A close aide to Macron, who was speaking anonymously in accordance with customary practices, said the president “won’t abandon the project,” but is “willing to improve it.” Macron himself is not planning to get involved in the negotiations, nor to make any announcement in coming days.
Among the changes mooted, which the government has yet to rule out, is postponing the date at which individuals retire on a full pension — arguably the main cause of discontent — by two years. The proposal to increase the state-sanctioned retirement age from 62 to 64 is currently scheduled for 2027.
Officially, the government has said very little about what it could compromise with. The furthest government spokeswoman Sibeth NDiaye has gone is to say that the retirement age is a “proposal.”
Macron’s planned reforms are aimed at unifying France’s 42 different pension regimes into a single one, which would abolish special provisions allowing certain workers to retire as early as their 50s. They would also keep the system financially viable, according to the government.
“We must find a compromise,” Macron’s aide said.
Macron and his government are seeking to pile the pressure on unions for a “pause” in the strikes during the end of the year so families can get around the country. Some unions though want the strikes to continue during that period.
The government plans to formally present the pension bill in January. The text will then need to be approved by parliament, where Macron’s party has the majority.

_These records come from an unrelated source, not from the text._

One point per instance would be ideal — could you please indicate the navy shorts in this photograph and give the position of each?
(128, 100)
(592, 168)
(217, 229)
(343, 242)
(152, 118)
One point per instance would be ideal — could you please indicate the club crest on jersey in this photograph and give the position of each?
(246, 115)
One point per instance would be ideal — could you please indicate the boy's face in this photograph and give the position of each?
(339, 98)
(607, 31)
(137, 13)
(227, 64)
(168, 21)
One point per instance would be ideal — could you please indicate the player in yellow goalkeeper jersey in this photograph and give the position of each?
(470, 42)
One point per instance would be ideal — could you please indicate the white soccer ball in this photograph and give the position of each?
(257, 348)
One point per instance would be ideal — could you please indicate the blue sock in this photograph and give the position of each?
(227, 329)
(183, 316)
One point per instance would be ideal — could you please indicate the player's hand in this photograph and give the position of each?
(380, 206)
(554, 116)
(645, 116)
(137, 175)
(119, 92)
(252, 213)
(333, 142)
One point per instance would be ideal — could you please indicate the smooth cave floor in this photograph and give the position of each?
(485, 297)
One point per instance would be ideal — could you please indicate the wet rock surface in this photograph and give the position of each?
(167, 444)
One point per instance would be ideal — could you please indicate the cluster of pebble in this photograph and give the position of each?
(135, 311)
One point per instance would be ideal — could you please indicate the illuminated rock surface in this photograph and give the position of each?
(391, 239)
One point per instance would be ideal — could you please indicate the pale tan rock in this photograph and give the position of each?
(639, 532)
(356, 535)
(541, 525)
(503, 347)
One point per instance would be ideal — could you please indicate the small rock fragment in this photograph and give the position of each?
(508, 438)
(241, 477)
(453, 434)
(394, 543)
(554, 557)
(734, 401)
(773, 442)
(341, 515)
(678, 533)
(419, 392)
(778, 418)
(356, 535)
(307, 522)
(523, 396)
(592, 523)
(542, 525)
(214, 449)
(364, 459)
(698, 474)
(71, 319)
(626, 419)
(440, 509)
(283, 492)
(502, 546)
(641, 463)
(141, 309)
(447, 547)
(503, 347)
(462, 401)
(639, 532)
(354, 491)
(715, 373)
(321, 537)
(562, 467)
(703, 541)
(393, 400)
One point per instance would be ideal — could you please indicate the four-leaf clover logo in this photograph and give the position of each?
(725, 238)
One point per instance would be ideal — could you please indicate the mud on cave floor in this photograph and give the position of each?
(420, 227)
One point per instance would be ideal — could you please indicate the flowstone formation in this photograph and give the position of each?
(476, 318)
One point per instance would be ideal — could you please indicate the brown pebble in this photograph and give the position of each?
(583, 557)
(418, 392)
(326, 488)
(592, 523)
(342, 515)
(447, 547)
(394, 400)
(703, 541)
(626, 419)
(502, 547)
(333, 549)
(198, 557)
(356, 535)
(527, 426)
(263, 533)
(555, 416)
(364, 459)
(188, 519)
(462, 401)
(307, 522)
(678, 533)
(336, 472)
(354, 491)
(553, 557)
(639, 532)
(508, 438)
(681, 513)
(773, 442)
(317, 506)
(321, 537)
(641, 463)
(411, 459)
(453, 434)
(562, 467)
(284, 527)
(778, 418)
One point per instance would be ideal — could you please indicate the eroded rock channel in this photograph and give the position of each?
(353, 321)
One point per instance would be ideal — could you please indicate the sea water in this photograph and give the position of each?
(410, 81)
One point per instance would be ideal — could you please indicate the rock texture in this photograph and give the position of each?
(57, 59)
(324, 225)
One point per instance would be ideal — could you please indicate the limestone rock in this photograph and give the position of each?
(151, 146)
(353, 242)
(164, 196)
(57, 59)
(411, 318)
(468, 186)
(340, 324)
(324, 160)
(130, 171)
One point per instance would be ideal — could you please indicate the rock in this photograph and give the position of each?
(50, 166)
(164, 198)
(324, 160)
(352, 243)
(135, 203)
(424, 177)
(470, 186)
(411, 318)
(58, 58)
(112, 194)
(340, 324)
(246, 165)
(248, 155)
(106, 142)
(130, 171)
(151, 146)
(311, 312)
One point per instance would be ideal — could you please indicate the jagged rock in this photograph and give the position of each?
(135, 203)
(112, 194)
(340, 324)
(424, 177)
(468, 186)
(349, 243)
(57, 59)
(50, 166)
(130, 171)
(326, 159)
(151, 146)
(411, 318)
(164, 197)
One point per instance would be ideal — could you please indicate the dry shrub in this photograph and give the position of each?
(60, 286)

On Wednesday, Macron appointed a junior minister for pensions, Laurent Pietraszewski, a 53-year-old lawmaker with expertise on the issue.
The nomination comes two days after the minister who had developed the new pension system, Jean-Paul Delevoye, resigned over potential conflicts of interest in a major blow to the government.
The government had long hoped that France’s largest union, the center-left, reformist CFDT, would back the project.
CFDT Secretary-General Laurent Berger has said he was in favor of a “universal and fair” new system, but that delaying the introduction of the new age of retirement was a “red line.” His union joined the protest movement last week after the government detailed the planned measures.
The head of another moderate union UNSA, Laurent Escure, noted Wednesday that the government moved somewhat especially on measures to help those working in painful conditions.
Another round of negotiations was scheduled Thursday.
Recent polls show a majority of the French support the strikes and protests, as they fear the proposals will make them work longer in return for lower pensions.
Jean-Daniel Levy, a political analyst with the Harris Interactive institute, stressed that a big majority of the French hope the strikes will be suspended during the end of the year vacation time, but that the protests will recommence after.
“There’s a general feeling that protesting at [the end of December] would be perceived as radical attitude, with which the French cannot agree.” he said.
Sorting out the complex French pension system has been a challenge to all recent governments. Most notably in 1995, after three weeks of massive strikes, the government of President Jacques Chirac was forced to abandon its reform proposals.
But not all have met with failure. More recently, presidents Nicolas Sarkozy and Francois Hollande got changes through in the face of protests. Under Sarkozy in 2010, the retirement age was raised from 60 to 62. Four years later, Hollande passed a law that effectively meant the French needed to work for 43 years to get their full pension.